Cardiologists found themselves at the crossroad of this complex process, both because of their attitude towards clinical medicine and their knowledge of circulatory physiopathology, but also because of the advantage of working in a clinical division with a ward where patients and their referring physicians can be appropriately informed about the therapeutic options. Cardiologists are associated, as well, with intensive care units where complex patients can be treated in a comprehensive manner with the assistance of other specialists as needed. As a matter of fact, it is already common practice everywhere that cardiologists are asked to give their opinion on operability and evaluation of pre-operative risk for patients needing vascular interventions, a class I recommendation in the “Guidelines for perioperative cardiac risk assessment and perioperative cardiac management in noncardiac surgery”5. Nonetheless, their skills in vascular interventions add further capacity to their interaction with other interventional colleagues, resulting in much better coordination of diagnostic, preventive, and therapeutic strategies.
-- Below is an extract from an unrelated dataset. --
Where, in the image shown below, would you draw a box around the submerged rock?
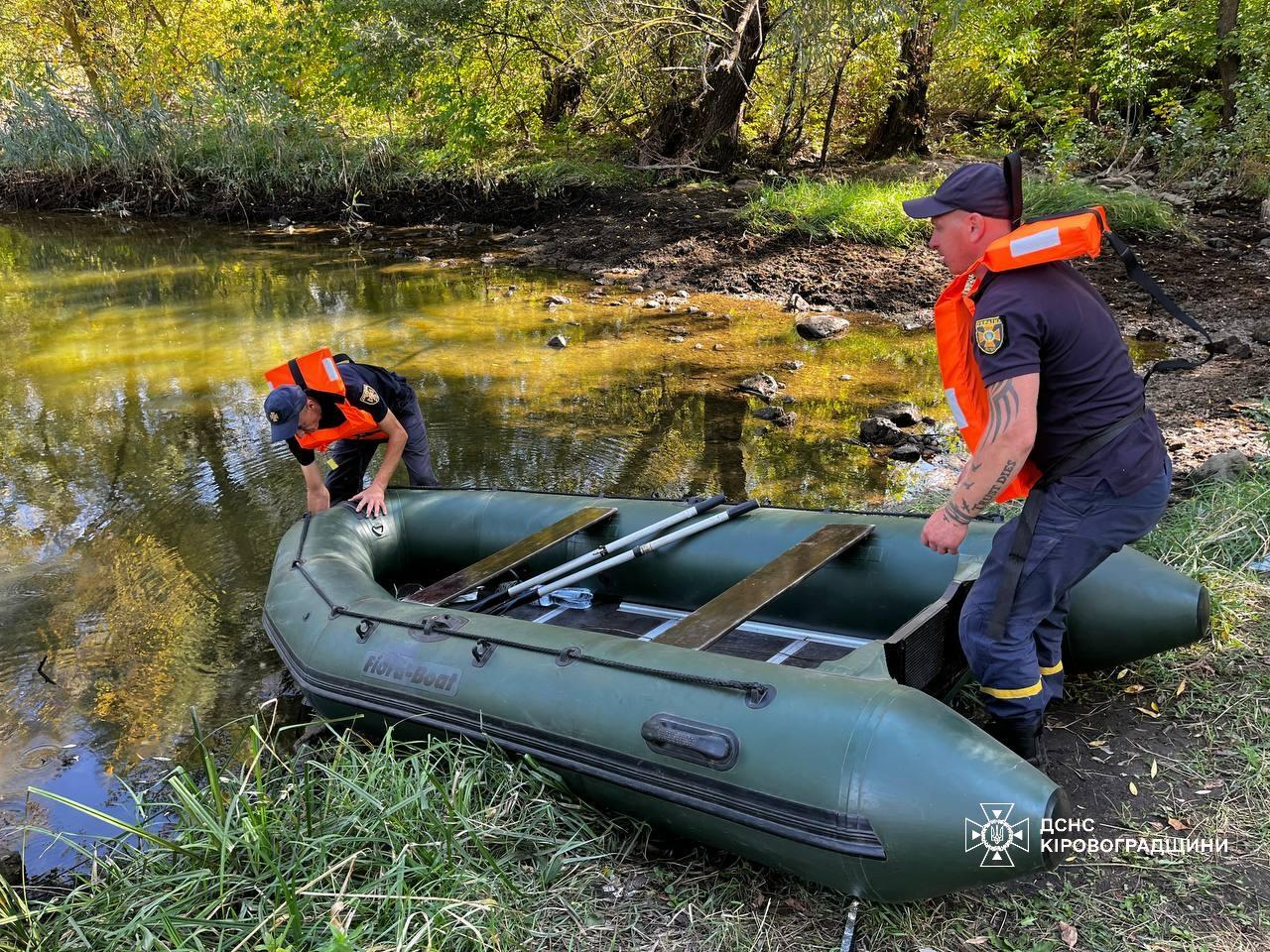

This integrated approach should aim at providing the highest standards of care to these patients by offering them the best exercise of a global vascular medicine, through optimised medical therapy, continuous education and rehabilitation as part of their life style, and, when needed, appropriate local vascular interventions.
The achievement of this form of internal organisation should represent an institutional objective for any health care provider, who should encourage their key players to engage in a similar process. By agreeing on common protocols, setting up regular meetings to discuss difficult clinical situations, by holding regular mortality-morbidity conferences, and sharing results with other groups through FRIENDS, the standard of care of these high-risk patients suffering from plurivascular atherosclerotic disease can, not only be better understood, but improved as well.